# Limit of a rational function with a constant c

Callumnc1
Homework Statement:
Relevant Equations:
For this problem, Did they get ## x## approaches one is equivalent to ##t## approaches zero because ##t ∝ (x)^{1/3} + 1##?

Many thanks!

Last edited:

Gold Member
" Notice that x ##\rightarrow##0 is equivalent to t ##\rightarrow## 1 ", it says. The given formula becomes
$$\lim_{t \rightarrow 1} \frac{c(t-1)}{t^3-1}$$

• Callumnc1
Callumnc1
" Notice that x ##\rightarrow##0 is equivalent to t ##\rightarrow## 1 ", it says. The given formula becomes
$$\lim_{t \rightarrow 1} \frac{c(t-1)}{t^3-1}$$

Sorry, I have updated the question after I realized my mistake. Is my reasoning correct though?

Many thanks!

Gold Member
$$\lim_{x\rightarrow 0}t=\lim_{x\rightarrow 0} \sqrt{1+cx}=1$$
$$\lim_{t\rightarrow 1}x=\lim_{t\rightarrow 1}\frac{t^3-1}{c}=0$$

• Callumnc1
Staff Emeritus
Homework Helper
Gold Member

For this problem,
View attachment 322282
Did they get ## x## approaches one is equivalent to ##t## approaches zero because ##t ∝ (x)^{1/3} + 1##?

Many thanks!
I would say it's more like:

As ##x\to 0##, it's clear that ##\displaystyle \root 3 \of{1+cx \,} \to 1##, so ##t\to 1## .

Last edited:
• Callumnc1
Callumnc1
$$\lim_{x\rightarrow 0}t=\lim_{x\rightarrow 0} \sqrt{1+cx}=1$$
$$\lim_{t\rightarrow 1}x=\lim_{t\rightarrow 1}\frac{t^3-1}{c}=0$$

Callumnc1
I would say it's more like:

As ##x\to 0##, it's clear that ##\root 3 \of{1+cx \,} \to 1##, so ##t\to 1## .
Thank you @SammyS , I see now!

Staff Emeritus
Homework Helper
Is my reasoning correct though?
It looks like you're thinking ##\sqrt{1+cx} = \sqrt{1} + \sqrt{cx}##. That's clearly wrong.
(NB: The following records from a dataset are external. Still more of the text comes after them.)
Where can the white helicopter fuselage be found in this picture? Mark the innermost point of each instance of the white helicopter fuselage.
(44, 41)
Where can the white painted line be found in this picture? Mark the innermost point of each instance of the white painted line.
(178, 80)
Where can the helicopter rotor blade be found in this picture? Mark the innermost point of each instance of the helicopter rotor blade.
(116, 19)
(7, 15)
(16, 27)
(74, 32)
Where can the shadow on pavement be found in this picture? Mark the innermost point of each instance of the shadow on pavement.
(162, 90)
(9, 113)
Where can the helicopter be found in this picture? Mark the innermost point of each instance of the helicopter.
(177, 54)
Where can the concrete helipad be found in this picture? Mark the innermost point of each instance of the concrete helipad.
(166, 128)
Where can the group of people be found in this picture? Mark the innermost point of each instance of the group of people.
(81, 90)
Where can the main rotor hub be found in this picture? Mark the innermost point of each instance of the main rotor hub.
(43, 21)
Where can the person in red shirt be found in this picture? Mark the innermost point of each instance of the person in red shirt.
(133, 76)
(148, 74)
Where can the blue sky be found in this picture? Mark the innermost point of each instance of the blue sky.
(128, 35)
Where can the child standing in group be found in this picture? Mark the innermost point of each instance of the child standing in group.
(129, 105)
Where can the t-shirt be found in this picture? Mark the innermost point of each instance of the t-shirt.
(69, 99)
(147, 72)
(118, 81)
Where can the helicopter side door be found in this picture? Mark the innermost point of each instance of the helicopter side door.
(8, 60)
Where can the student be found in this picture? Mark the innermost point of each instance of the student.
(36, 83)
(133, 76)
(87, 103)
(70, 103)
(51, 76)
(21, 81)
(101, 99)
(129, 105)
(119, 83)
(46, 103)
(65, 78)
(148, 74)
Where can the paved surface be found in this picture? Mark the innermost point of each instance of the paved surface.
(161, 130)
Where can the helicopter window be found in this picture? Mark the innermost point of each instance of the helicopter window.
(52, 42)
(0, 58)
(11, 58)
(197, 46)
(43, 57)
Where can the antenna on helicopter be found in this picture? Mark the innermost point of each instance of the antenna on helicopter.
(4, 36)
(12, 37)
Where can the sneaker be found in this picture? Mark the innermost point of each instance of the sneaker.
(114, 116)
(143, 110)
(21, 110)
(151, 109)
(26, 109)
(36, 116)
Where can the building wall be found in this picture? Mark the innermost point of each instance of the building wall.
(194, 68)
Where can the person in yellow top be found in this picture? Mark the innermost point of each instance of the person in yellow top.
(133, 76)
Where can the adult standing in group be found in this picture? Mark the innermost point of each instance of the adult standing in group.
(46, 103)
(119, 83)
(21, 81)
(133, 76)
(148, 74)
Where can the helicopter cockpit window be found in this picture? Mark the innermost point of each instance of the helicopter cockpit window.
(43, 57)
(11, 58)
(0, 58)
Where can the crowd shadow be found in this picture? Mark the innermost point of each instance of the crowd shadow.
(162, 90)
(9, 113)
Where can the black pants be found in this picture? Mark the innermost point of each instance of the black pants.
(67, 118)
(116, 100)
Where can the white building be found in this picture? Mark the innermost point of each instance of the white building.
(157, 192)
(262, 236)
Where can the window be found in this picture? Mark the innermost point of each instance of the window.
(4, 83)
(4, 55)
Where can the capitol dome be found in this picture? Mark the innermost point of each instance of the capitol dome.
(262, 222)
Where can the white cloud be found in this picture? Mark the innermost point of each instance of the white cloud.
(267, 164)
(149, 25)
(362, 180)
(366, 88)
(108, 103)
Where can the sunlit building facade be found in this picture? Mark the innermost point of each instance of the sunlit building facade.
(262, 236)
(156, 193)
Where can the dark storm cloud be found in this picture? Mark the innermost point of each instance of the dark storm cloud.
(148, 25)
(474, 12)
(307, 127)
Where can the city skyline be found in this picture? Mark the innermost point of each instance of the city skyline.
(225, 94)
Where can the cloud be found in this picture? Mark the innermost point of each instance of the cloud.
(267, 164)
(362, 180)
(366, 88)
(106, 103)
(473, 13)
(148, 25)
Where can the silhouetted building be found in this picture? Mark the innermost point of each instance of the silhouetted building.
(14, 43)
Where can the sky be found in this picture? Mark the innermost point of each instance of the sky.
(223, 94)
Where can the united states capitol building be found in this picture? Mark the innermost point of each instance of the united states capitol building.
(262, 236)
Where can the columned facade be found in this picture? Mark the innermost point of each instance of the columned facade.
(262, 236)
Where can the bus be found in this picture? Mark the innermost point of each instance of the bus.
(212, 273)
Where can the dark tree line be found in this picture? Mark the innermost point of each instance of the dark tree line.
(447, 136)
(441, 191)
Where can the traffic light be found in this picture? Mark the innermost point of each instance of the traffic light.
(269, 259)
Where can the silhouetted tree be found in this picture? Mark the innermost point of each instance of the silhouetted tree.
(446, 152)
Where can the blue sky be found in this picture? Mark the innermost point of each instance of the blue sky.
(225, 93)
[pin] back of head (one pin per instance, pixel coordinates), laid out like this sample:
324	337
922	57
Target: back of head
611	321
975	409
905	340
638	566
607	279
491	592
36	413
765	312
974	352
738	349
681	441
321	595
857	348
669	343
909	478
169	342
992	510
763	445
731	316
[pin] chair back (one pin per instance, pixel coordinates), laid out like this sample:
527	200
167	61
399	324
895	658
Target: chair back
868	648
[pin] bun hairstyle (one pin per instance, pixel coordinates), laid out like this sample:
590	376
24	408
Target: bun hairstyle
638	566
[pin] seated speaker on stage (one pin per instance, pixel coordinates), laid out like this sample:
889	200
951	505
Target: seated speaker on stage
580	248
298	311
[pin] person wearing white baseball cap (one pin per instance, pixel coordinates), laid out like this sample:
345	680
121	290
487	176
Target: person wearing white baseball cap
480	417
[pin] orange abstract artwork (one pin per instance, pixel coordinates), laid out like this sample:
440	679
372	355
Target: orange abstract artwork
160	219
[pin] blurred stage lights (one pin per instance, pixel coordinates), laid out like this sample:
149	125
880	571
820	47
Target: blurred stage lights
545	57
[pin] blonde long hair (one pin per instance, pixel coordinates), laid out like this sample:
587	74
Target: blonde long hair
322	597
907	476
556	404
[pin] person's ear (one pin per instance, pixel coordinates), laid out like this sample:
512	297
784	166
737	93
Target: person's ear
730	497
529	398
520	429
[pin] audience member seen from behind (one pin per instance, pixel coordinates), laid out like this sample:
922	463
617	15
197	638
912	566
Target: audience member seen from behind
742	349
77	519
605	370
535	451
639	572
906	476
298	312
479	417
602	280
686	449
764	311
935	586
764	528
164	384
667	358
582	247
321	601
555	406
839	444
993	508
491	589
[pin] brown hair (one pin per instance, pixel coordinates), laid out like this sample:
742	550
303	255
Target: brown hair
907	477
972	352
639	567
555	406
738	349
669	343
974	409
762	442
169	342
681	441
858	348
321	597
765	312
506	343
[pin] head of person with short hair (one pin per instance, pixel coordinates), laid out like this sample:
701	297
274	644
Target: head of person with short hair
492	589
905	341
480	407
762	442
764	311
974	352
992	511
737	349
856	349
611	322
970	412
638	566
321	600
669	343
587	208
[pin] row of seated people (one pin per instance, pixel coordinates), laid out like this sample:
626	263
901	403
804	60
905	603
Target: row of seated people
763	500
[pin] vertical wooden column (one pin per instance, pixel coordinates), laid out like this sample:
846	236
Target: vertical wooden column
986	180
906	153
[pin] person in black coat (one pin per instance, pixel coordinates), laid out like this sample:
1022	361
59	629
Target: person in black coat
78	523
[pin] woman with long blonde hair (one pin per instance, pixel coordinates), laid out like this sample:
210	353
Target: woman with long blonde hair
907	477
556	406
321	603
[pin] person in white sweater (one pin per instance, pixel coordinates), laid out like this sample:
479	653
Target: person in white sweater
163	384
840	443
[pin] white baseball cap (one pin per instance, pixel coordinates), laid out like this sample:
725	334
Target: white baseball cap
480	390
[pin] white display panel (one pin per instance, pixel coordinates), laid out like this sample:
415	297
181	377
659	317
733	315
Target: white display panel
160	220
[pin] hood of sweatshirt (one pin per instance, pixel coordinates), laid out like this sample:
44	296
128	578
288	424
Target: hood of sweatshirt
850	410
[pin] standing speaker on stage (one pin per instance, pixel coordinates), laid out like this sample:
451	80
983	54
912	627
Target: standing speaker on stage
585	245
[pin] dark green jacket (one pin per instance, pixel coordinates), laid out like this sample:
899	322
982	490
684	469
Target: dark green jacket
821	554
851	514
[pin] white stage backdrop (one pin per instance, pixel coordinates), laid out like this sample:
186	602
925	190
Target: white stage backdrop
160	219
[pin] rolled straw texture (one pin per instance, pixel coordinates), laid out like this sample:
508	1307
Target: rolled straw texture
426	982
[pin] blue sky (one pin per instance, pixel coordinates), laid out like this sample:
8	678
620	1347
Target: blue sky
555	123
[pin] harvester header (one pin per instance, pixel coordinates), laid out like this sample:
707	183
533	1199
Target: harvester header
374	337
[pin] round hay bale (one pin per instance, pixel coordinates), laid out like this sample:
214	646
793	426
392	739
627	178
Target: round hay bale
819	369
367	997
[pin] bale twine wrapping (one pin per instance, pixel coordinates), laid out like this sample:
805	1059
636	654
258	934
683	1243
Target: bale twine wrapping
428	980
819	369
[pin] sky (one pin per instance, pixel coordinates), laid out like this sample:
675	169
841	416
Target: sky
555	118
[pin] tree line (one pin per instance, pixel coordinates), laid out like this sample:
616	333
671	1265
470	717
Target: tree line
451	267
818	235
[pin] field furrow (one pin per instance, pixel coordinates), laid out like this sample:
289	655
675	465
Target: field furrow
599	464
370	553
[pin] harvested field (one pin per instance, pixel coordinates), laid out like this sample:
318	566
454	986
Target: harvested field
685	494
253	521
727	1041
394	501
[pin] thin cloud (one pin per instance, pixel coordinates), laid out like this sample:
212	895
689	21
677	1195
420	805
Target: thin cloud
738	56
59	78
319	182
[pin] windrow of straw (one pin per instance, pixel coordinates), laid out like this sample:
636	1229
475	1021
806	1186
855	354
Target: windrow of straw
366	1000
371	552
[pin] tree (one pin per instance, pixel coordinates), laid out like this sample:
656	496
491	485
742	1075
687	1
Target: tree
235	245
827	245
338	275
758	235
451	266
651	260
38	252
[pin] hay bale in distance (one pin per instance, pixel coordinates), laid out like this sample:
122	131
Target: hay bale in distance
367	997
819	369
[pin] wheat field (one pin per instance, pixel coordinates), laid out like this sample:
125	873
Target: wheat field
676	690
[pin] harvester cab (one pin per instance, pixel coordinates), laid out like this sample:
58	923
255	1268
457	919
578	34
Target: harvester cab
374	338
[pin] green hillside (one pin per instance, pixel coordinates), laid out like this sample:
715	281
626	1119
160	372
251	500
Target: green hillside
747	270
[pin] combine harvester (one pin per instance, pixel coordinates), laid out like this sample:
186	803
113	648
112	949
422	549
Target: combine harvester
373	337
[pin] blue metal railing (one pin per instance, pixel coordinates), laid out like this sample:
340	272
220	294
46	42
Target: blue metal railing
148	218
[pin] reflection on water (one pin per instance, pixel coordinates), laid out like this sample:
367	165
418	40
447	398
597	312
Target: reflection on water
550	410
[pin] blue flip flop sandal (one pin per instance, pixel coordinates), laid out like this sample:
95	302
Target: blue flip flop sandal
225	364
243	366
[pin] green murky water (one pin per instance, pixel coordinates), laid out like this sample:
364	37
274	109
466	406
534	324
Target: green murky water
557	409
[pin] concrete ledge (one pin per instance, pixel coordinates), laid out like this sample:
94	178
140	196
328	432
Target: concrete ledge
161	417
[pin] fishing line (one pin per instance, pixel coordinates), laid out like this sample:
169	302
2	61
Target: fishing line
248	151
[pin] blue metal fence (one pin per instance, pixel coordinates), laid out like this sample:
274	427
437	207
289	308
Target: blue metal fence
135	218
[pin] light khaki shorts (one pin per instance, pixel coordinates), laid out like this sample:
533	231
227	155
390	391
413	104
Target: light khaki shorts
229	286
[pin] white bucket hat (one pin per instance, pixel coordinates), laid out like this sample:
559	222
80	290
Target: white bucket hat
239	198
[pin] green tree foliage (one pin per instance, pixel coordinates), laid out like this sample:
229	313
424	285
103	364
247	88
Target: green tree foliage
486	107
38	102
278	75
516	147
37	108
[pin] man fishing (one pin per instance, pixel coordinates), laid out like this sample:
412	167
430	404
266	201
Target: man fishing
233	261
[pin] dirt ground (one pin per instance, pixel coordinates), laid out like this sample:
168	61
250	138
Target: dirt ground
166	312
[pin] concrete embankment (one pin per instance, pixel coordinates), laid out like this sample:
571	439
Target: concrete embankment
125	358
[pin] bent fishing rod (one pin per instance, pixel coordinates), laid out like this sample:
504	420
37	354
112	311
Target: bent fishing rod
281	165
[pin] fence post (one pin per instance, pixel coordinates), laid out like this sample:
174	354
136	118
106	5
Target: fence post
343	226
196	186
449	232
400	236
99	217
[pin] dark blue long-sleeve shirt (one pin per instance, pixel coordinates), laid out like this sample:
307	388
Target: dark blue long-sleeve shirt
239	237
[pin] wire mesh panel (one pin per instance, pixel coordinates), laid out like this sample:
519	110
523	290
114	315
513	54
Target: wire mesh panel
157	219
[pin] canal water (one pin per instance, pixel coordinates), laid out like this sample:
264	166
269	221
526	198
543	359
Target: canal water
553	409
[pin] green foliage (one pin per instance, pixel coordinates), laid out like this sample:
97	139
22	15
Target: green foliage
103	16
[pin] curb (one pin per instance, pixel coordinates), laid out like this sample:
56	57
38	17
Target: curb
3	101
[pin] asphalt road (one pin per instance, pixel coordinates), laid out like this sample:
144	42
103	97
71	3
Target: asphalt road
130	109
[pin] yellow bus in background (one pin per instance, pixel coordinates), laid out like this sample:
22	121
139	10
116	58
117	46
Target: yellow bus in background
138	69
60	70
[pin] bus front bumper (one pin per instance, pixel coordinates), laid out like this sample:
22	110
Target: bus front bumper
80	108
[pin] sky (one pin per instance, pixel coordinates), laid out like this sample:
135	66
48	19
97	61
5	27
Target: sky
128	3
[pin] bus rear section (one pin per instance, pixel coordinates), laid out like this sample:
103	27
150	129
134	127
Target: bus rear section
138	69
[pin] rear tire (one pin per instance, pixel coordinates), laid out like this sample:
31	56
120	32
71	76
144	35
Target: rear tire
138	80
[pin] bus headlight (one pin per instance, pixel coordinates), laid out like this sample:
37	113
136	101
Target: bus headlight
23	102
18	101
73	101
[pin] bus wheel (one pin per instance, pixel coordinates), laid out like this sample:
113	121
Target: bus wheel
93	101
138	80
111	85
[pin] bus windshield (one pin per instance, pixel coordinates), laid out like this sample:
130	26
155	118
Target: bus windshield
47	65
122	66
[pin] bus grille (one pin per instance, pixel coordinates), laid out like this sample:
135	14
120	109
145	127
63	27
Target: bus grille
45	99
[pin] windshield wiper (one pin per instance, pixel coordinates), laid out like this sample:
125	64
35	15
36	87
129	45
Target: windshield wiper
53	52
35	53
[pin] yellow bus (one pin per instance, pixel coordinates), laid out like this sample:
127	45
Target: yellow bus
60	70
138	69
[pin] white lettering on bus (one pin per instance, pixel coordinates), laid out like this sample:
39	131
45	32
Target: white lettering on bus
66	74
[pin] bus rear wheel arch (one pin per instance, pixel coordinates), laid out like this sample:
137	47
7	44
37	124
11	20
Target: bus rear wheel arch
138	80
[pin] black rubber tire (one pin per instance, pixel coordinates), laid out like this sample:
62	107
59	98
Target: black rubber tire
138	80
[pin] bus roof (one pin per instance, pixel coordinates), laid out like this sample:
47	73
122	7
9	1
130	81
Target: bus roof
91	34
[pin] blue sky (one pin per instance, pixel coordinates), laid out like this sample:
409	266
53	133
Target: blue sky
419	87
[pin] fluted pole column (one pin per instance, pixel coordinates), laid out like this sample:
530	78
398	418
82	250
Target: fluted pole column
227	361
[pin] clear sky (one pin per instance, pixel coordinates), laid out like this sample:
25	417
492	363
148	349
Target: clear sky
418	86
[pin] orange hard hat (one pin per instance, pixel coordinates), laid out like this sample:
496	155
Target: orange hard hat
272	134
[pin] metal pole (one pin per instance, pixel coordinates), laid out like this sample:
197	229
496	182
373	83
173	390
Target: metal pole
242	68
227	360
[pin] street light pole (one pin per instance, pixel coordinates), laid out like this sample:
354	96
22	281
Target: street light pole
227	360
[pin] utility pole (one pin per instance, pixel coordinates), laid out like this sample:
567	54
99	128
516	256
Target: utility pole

You can't distribute the root across the addition.

Also, as far as notation goes, ##\propto## means "proportional to", so saying that ##t \propto 1 + x^{1/3}## means that ##t = k(1+x^{1/3})## for some constant ##k##, which you probably didn't mean.

• Callumnc1 and PeroK
Callumnc1
It looks like you're thinking ##\sqrt{1+cx} = \sqrt{1} + \sqrt{cx}##. That's clearly wrong. You can't distribute the root across the addition.

Also, as far as notation goes, ##\propto## means "proportional to", so saying that ##t \propto 1 + x^{1/3}## means that ##t = k(1+x^{1/3})## for some constant ##k##, which you probably didn't mean.